About us

Biography

The Ševčík Quartet was founded in June 2020 in Prague. In the beginning, the quartet has played in the following composition: 1. Violin – Pavla Tesařová, 2. Violin – Michael Foršt, Viola – Matouš Hasoň, Cello – Martin Houdek. Since 2022 the quartet has a new cellist – Adam Klánský.

The quartet has been studying at the Prague Conservatory with Radek Křižanovský (Apollon Quartet) since 2020, and in 2021 it continued its previous studies at the Academy of Performing Arts in Prague with Štěpán Ježek (Bennewitz Quartet) and in 2022 studied at Escuela Superior de Mùsica Reina Sophia in Madrid with Günther Pichler.

Three of the quartet members are also studying their major disciplines at HAMU in Prague. Pavla Tesařová studies in the class of Pavel Kudelásek, Matouš Hasoň with Karel Untermüller and Adam Klánský with Michal Kaňka. Michael Foršt is studying at the German Hochschule für Musik Carl Maria von Weber in Dresden with Hellen Weiß.

The members of the quartet are talented and gifted performers of the young musical scene, in June 2021 they won first prize at the Talents for Europe competition, reached the semifinals of the Prague Spring competition and also reached the finals of the Italian Societa Umanitaria competition. The Ševčík Quartet also took part in several master classes, in France at the Musique ala Flaine with Maria Chilemme (Quatuor Ebene), in Germany at the Jenuesses Musicales Deutschalnd (Cuarteto Casals), at the Academy of Performing Arts in Prague with the Rainer Schmidt (Hagen Quartet) . The ensemble also took part in a project organized by Musethica in Barcelona, ​​where they performed repeatedly Brahms sextet together with Jonathan Brown and Erica Wise.

Ševčík Quartet is developed under the supervision of players from the best Czech and foreign chamber ensembles, among them, in addition to Štěpán Ježek, Petr Holman (Zemlinsky Quartet), Günter Pichler (Alban Berg Quartet, Jonathan Brown (Cuarteto Casals) and Yovan Markovitch (Quatuor Danel) and others.
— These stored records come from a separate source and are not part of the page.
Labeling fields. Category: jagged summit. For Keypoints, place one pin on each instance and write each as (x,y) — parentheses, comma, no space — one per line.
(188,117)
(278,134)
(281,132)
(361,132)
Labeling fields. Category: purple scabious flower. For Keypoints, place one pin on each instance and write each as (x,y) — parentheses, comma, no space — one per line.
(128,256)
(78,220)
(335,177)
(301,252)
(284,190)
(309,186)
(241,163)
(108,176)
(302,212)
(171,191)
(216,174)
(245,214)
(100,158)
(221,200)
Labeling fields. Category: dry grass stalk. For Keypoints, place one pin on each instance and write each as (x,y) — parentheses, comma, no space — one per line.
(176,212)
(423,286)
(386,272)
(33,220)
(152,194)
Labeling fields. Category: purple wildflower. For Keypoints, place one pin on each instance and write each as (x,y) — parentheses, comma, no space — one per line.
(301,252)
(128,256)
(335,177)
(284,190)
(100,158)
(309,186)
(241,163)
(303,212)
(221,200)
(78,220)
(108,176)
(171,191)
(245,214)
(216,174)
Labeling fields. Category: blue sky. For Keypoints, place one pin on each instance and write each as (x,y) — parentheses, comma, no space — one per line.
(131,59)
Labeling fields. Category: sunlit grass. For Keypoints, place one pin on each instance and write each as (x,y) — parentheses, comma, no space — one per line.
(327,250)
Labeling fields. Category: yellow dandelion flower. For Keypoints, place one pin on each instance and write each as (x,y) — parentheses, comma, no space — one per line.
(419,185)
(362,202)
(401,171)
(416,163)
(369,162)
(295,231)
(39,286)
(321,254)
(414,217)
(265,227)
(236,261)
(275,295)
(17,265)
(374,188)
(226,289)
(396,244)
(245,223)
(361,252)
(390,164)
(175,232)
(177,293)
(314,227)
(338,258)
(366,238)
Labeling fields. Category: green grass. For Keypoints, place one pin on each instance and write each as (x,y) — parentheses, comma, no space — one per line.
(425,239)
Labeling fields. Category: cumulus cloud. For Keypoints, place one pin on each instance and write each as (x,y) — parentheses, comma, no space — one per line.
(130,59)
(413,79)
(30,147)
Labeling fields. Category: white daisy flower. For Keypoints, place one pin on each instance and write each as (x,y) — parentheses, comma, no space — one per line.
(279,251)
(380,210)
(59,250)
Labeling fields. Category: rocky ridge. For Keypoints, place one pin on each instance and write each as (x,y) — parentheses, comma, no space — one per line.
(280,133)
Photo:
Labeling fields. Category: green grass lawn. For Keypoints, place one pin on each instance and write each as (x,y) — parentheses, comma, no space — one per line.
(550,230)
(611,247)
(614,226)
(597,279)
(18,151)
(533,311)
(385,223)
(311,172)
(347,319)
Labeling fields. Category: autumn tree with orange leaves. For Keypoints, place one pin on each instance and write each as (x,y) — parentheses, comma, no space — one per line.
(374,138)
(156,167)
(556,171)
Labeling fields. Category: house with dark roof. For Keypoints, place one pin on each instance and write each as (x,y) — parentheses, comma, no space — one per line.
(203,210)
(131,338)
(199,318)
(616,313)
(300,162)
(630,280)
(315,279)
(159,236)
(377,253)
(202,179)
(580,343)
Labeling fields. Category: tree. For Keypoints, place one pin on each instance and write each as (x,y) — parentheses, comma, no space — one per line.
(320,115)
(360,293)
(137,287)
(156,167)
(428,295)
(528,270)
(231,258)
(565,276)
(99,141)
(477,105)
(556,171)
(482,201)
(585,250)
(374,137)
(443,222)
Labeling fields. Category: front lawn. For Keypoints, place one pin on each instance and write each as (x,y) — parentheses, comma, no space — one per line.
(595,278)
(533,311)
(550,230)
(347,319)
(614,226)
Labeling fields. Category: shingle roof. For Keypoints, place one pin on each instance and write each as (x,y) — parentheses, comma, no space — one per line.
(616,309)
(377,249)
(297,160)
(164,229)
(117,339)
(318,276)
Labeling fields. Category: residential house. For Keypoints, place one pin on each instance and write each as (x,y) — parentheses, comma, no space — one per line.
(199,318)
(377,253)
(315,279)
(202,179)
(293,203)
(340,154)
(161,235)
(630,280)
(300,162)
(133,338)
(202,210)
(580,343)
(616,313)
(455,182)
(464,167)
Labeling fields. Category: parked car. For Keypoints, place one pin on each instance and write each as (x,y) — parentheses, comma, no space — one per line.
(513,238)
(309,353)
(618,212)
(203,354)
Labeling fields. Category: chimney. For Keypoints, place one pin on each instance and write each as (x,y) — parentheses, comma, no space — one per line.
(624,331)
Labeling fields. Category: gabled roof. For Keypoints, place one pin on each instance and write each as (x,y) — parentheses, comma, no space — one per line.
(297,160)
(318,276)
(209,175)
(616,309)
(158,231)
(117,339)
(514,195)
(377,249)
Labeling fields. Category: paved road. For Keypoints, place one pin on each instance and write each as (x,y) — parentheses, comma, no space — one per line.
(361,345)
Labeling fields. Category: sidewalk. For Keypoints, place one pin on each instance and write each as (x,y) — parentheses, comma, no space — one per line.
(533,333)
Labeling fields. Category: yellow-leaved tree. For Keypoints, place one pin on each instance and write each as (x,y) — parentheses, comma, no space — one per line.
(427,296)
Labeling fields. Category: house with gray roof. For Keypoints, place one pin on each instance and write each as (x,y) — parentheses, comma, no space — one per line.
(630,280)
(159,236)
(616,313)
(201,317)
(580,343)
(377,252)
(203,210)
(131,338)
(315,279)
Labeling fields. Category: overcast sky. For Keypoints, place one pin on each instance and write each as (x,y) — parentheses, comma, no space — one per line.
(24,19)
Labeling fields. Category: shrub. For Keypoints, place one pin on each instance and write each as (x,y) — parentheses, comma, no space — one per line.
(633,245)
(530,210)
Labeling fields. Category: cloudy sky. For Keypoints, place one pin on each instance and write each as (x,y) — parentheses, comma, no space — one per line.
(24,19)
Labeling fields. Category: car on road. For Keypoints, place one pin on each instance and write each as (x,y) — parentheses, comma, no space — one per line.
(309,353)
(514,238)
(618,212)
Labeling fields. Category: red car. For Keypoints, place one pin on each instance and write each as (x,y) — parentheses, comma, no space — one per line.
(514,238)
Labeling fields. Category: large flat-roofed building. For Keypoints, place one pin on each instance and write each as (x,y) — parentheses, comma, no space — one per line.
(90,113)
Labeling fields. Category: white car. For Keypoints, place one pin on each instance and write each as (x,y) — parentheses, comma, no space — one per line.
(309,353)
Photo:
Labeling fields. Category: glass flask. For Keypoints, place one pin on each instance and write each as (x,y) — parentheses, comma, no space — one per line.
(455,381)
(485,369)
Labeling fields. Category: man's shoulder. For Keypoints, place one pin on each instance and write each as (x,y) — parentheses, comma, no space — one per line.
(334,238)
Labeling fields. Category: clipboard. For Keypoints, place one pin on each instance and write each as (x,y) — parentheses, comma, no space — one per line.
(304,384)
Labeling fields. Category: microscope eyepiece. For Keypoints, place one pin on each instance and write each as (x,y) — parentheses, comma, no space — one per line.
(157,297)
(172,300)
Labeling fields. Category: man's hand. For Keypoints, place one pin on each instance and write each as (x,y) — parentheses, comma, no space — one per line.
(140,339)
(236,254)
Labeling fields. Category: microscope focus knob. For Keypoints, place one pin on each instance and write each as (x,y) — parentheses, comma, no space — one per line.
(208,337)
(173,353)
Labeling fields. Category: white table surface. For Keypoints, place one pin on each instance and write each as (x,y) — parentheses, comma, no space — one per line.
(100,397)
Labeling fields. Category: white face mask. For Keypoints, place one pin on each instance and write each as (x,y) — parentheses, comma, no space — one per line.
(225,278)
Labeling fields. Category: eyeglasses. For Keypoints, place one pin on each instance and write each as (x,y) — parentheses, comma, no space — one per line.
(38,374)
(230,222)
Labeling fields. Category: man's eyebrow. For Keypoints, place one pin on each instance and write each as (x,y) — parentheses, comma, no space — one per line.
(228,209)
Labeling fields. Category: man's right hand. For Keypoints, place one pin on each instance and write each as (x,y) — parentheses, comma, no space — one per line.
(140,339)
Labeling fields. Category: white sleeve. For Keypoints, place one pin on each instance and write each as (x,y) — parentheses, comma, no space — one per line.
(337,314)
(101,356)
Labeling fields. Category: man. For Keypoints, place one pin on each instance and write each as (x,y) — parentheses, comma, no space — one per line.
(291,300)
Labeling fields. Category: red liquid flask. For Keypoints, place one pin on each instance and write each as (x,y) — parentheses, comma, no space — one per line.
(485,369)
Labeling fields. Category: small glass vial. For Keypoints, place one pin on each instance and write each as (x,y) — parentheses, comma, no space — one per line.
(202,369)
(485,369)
Ševčík Quartet regularly performs both in the Czech Republic and abroad (Germany, Austria, Switzerland, Spain…)

Why Ševčík Quartet?

The ensemble is named after one of the best-known Czech violin teachers, Otokar Ševčík, the author of numerous volumes of string exercises, which help us to improve our technique. This way, we would like to pay homage to Ševčík and also raise the awareness of him in the Czech Republic, because, despite being renowned abroad, in his homeland, the name still does not have the recognition it deserves. The name also alludes to the Ševčík-Lhotský quartet, which was formed predominantly by Ševčík’s students and was one of the first chamber music ensembles that gained international recognition.

Otakar Ševčík (1852 Horažďovice – 1934 Písek)

Otakar Ševčík is considered one of the most prominent violin players and teachers from the Czech republic. His violin teaching method gained him an international reputation. Among his students were, for example, Jan Kubelík, Jaroslav Kocian, or Emanuel Ondříček; Ševčík was also a tutor of violinists like Mary Hall, Erika Morini or Vladimir Reznikov.

Ševčík was born a son of a teacher and choirmaster Josef Ševčík, who guided his first steps in music. Aged 10, Otakar left his hometown to study at a grammar school in Prague, and only four years after that, he was admitted to the Prague Conservatory, where he studied under Antonín Sitt and Antonín Bennewitz, who regarded Ševčík as one of his most gifted students.

Ševčík worked as a tutor at Mozarteum University in Salzburg for three years, later he accepted an offer to teach at a conservatory in Kyiv and also visited the United States on several occasions. In 1901, he became a teacher at the Prague Conservatory. The then Director of the Conservatory, Antonín Dvořák, implemented Ševčík’s violin teaching method as a part of the curriculum. In 1909, Ševčík was named a professor of violin at The University of Music and Performing Arts in Vienna, where he worked until 1918. During his life, Ševčík composed volumes of string exercises and a complex, progressive violin teaching methodology.